Thursday, January 20, 2011


[This is a continuation of a thread begun here.]

“Die ganzen Zahlen  hat der liebe Gott gemacht…”
    -- L. Kronecker, in a rare moment of candor

So, God made the integers, good job; but what *are* they, exactly?  -- The question may be ill-posed, as unanswerable as what Matter really 'is', or Time.  A mathematician will be less troubled by this, than a physicist, since mathematicians are accustomed to things being characterized only up to isomorphism.  Even so, a thoughtful mathematician is aware that there is an ontological problem:

“The” natural numbers  have a conceptual existence which is quite independent of set theory [dbj:  Certainly it is cognitively prior], and it is an act of faith on our part  to agree that the set of “the” natural numbers  endowed with the “count-one-more” function  is a configuration satisfying the postulates for a simple chain.
-- Andrew Gleason,  Fundamentals of Abstract Analysis (1966), p.  153

The Intuitionist philosopher Michael Dummett points out that, even in this most basic and most intuitive object, unexpected depths and terrors lurk:

The notion of ‘natural number’, even as characterised by the formal system, is impredicative.
-- Michael Dummett, “The Philosophical Significance of Gödel’s Theorem” (1963), repr. in  Truth and other enigmas (1978), p. 199.

(Impredicativity is a petri-dish for paradox.)

Wishing to dish up something quotable  and a little less evasive than what St. Augustine said when asked the nature of Time, we coin this epigram:

Z  is the substrate  on which we grow the truths of number-theory. (*)

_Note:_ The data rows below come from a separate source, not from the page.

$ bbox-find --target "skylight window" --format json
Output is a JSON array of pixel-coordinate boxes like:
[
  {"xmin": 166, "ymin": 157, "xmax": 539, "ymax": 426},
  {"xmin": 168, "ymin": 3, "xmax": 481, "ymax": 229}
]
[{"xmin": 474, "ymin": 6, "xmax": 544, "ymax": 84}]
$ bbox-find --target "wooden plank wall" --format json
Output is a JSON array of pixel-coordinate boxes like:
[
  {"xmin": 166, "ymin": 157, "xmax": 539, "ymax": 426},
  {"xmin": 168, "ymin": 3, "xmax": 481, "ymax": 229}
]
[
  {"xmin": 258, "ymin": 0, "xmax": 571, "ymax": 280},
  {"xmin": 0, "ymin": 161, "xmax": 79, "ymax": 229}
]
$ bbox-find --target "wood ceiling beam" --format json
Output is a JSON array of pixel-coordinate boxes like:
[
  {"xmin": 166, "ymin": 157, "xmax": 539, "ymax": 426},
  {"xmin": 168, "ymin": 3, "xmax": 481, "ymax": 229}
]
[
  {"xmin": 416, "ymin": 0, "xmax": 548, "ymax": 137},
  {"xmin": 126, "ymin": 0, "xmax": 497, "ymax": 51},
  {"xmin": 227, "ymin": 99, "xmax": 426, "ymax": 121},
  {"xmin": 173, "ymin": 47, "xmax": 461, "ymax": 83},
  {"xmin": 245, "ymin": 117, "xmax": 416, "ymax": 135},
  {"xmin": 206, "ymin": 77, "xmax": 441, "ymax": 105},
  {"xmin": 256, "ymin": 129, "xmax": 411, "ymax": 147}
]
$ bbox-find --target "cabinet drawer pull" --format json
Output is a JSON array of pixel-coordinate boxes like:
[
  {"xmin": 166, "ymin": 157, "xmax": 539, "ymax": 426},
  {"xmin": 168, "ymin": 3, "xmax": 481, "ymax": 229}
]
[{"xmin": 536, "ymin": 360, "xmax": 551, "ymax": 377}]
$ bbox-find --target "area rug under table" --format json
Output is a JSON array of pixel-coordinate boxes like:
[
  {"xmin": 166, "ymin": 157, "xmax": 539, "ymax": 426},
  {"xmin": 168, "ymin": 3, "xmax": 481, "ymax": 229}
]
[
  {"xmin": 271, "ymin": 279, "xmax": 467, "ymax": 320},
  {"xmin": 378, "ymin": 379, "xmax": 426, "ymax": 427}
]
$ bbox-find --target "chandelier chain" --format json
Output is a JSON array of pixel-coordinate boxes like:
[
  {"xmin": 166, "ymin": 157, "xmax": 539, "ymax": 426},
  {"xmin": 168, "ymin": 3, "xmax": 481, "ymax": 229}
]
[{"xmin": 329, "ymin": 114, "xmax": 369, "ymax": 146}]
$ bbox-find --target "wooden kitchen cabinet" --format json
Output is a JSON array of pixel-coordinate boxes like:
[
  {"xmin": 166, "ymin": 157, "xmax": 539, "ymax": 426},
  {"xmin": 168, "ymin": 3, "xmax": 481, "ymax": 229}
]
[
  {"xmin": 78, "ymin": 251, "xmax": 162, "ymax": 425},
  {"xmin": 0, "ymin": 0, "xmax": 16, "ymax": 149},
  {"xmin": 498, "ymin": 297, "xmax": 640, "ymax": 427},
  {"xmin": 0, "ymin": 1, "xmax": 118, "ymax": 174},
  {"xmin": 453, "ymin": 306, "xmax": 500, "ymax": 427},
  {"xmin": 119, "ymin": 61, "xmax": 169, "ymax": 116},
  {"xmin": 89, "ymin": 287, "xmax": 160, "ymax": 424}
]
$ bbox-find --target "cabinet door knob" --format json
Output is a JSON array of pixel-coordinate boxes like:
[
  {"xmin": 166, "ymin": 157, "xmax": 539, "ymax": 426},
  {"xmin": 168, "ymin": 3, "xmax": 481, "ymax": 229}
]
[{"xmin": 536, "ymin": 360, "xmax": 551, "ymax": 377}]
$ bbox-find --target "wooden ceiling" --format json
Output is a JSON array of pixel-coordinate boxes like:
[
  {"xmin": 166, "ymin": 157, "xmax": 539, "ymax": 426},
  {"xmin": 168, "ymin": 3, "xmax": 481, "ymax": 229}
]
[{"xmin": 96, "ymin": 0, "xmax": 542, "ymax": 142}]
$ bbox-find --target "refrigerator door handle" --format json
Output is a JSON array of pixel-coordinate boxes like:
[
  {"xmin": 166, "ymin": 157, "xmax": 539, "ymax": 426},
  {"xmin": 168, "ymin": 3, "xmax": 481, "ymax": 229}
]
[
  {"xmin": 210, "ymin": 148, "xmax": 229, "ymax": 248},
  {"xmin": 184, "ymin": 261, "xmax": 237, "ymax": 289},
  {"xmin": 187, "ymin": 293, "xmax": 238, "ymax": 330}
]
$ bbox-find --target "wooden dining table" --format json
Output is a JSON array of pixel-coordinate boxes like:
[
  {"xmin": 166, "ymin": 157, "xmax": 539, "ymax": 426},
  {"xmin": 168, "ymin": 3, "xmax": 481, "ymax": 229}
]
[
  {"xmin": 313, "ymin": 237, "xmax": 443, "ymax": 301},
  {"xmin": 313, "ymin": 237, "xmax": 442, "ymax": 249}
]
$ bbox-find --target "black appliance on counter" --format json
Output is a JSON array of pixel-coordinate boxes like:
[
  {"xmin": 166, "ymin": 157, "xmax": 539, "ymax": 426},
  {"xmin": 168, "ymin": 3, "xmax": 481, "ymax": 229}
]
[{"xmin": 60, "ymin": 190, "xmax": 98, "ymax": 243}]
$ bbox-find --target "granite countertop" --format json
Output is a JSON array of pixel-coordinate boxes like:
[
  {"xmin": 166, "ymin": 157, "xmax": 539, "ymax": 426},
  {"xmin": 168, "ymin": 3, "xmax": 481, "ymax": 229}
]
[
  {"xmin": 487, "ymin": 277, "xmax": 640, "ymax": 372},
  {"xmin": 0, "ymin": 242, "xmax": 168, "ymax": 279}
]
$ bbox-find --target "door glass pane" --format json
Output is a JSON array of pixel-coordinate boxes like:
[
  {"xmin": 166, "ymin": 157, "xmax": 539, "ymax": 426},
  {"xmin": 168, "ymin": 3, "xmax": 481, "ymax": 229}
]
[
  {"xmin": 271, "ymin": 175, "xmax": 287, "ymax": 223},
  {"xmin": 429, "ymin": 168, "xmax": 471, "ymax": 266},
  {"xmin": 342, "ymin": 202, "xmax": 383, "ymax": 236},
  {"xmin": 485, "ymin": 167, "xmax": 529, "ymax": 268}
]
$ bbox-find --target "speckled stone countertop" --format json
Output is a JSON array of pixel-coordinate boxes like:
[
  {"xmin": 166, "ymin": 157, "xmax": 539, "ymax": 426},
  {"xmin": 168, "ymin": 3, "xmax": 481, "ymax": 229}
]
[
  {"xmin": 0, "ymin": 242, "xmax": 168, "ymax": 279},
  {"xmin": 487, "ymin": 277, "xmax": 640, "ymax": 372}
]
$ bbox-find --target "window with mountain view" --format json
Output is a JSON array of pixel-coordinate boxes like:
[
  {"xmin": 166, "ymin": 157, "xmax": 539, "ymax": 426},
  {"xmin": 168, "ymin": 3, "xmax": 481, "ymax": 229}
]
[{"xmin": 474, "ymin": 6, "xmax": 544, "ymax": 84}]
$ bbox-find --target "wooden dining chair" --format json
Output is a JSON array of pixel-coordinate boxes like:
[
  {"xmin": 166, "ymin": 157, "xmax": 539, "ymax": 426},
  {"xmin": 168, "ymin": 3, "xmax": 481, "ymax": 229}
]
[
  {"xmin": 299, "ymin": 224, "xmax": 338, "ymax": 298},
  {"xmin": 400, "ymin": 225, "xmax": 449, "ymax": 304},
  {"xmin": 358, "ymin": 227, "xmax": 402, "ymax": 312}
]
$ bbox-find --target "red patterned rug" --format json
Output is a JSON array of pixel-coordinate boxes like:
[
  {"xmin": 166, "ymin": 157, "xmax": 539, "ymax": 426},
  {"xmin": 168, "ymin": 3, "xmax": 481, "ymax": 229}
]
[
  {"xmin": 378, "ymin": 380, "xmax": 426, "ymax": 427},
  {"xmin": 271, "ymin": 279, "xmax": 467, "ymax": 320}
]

The best-known approach to 'reducing' numbers to something supposedly more basic, is that of set theory, in any of several varieties.
The world waited for Russell, for them to be declared “classes of classes”.   Thus ‘four’ is -- not merely may be analogized to, but is -- a great bulging bag of examples, one of these being the number of the Evangelists (or, in more modern terms, the Beatles).  -- So:  are we commited to an ontology of classes of classes?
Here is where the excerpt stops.